Perceptions from the above optimization plot are as per the following:

  1. 1.

    Speed: Optimization plot shows that MRR is independent on speed and as speed increases Ra increases.

  2. 2.

    Feed rate: As feed rate builds, MRR increments and Ra diminishes.

  3. 3.

    Depth of cut: Increasing Depth of cut increments both responses.

9 Conclusion

This research is governed by the Taguchi method to identify the optimal set of parameters such as rotational speed, feed rate, and cutting depth on surface roughness and material removal rate in the face milling process. From Taguchi S/N proportion investigation, it can reason that speed at 1000 Rpm, feed rate at 600 mm/min, and depth of cut at 0.4 mm are the ideal qualities for better surface roughness and any value of speed, feed rate at 600 mm/min, and depth of cut at 1.2 mm are the ideal qualities for material removal rate.

ANOVA examination is recognized that the commitment of feed rate is high on the surface quality then by speed and depth of cut, respectively.

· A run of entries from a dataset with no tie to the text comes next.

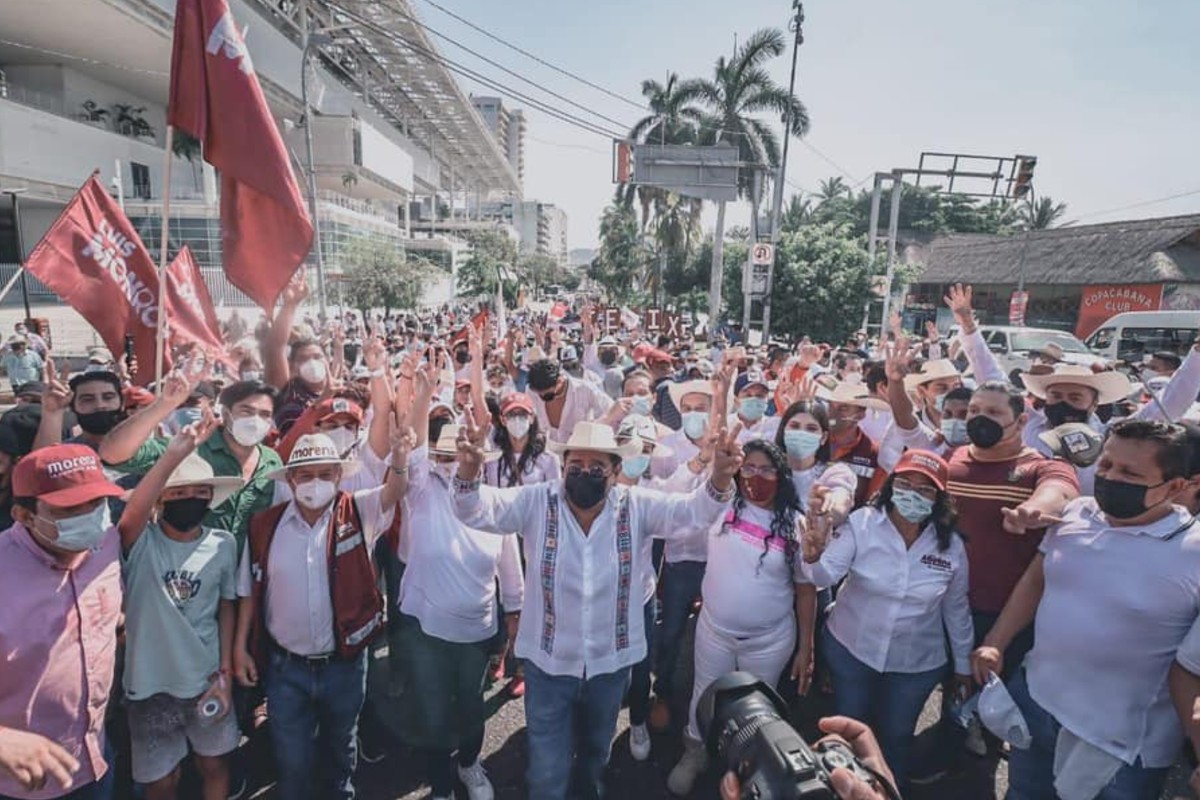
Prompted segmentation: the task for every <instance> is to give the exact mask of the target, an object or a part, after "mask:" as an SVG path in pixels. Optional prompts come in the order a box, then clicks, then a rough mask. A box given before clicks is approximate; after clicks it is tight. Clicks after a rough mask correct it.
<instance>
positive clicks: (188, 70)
mask: <svg viewBox="0 0 1200 800" xmlns="http://www.w3.org/2000/svg"><path fill="white" fill-rule="evenodd" d="M242 36H244V31H239V30H238V28H236V24H235V23H234V18H233V13H232V12H230V11H229V5H228V2H227V1H226V0H178V2H176V5H175V44H174V49H173V52H172V59H170V101H169V106H168V109H167V122H168V124H169V125H172V126H174V127H176V128H179V130H180V131H185V132H187V133H190V134H192V136H193V137H196V138H197V139H199V140H200V143H202V144H203V145H204V160H205V161H208V162H209V163H210V164H212V166H214V167H216V168H217V170H220V173H221V241H222V248H223V252H224V270H226V273H227V275H228V276H229V282H230V283H233V284H234V285H235V287H238V288H239V289H241V290H242V291H245V293H246V294H247V295H250V297H251V299H252V300H253V301H254V302H257V303H258V305H259V306H262V307H263V308H265V309H266V311H268V312H270V311H272V309H274V308H275V301H276V300H277V299H278V296H280V293H281V291H282V290H283V287H284V285H287V282H288V281H289V279H290V278H292V275H293V273H294V272H295V271H296V267H299V266H300V264H301V263H304V259H305V257H306V255H307V254H308V249H310V248H311V247H312V222H311V221H310V219H308V211H307V210H306V209H305V204H304V200H302V199H301V198H300V187H299V186H296V180H295V175H294V174H293V173H292V163H290V162H289V161H288V152H287V149H286V148H284V146H283V139H282V137H280V131H278V128H277V127H276V125H275V120H274V119H272V118H271V112H270V109H269V108H268V107H266V100H265V98H264V97H263V90H262V88H260V86H259V85H258V78H257V77H256V76H254V64H253V61H251V58H250V52H248V50H247V49H246V43H245V41H244V40H242Z"/></svg>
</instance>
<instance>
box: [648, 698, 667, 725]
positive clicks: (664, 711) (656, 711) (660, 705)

On account of material removal rate, the feed rate and depth of cut both are similarly contributed, and cutting speed does not have any impact on MRR.

Multiresponse regression analysis concludes the speed at 1000 rpm, feed rate at 600 mm/min, and depth of cut at 1.2 mm is the ideal characteristics for multiresponse investigation.

10 Limitations and Future Scope

This research is restricted to optimize a couple of parameters including two response factors only. In the future, tool wear rate, tool life, cutting forces, energy consumption, etc., can be considered as a response factor, also tool material, type of workpiece material, type of coolants, coolant flow rate, tool geometry, machine condition, operator skill, environmental condition, costing, etc., can be considered as processing parameters. At the same time, validation and multiple objectives can likewise be accomplished by utilizing other techniques such as genetic algorithm, neural network, etc.